When Jones’ unit was activated, he told Handi he had orders requiring him to serve on active duty for several months. He asked for military leave. The company approved his request and even lent him $4,000 to cover personal expenses. Jones then left on military leave.

While Jones was serving, another employee took over his work responsibilities. It was only then that the company discovered that Jones hadn’t been doing as good a job as they thought. The replacement employee said that the team Jones directed was working excessive overtime, that Jones rarely met with them and that his files were disorganized.

When Jones returned, Handi placed him back in his old job. Shortly after, based on the performance problems discovered during his absence, management told Jones he could best serve the company in a sales rather than supervisory position. Handi transferred Jones from a private office to a cubicle and slashed his pay by $15,000 to bring it in line with other salespeople—the same employees he had previously supervised. The company did, however, forgive the $4,000 personal loan.

Jones protested and said he would resign. During a meeting to discuss his resignation, management immediately terminated Jones.

He sued, alleging that his demotion was motivated by his military service. He claimed the timing alone was enough to show a connection between his military leave and his demotion.

The court disagreed, ruling that although returning service members are entitled to reinstatement, that doesn’t mean they can never be disciplined.

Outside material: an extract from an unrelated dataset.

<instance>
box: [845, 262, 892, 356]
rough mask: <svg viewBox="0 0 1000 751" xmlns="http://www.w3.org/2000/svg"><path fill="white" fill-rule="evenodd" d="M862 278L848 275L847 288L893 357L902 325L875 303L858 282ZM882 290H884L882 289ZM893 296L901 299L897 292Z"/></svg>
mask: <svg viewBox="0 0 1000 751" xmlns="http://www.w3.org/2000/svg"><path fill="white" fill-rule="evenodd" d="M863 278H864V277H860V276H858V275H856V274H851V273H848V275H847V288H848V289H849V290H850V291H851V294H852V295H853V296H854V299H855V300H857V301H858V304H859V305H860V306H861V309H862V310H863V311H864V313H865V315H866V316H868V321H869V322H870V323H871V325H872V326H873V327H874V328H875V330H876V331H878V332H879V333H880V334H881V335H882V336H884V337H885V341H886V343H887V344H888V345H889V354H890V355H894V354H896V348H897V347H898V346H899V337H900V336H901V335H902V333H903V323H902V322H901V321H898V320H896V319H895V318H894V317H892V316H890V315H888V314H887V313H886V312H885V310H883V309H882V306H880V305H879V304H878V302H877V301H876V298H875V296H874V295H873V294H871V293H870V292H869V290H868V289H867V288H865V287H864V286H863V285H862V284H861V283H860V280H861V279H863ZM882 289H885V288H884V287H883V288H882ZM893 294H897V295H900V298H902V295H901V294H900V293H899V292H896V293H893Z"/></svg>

The court said Jones would first have to show that his demotion was related to his service in some way. He couldn’t do that.

Instead, the court bought Handi’s argument that its motivation for the changes was the discovery that Jones wasn’t doing his job as well as it had believed before he went on military leave. (Jones v. Handi Medical Supply, No. 08-5363, DC MN, 2009)

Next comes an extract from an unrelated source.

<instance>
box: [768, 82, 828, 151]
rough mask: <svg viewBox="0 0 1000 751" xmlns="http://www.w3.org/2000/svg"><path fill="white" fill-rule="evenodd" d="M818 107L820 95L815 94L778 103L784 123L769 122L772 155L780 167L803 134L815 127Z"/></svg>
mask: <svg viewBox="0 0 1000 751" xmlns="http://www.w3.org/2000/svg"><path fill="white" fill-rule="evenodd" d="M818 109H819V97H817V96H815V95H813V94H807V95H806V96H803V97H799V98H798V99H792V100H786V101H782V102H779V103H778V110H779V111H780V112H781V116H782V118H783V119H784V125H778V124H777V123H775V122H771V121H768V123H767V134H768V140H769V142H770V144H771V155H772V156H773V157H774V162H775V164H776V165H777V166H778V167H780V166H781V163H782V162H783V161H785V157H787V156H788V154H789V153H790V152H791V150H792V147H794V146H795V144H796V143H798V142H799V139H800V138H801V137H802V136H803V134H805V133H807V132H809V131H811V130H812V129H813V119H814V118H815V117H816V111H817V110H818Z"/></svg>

Final notes: Employers violate the Uniformed Services Employment and Reemployment Rights Act (USERRA) if the employee’s “membership in the uniformed services is a motivating factor in the employer’s action.”

In this case, the employee-soldier never had a chance to make that case, because timing alone isn’t enough when the company could show his poor work. There was no evidence his service motivated the demotion decision; there was plenty of evidence that his poor performance did.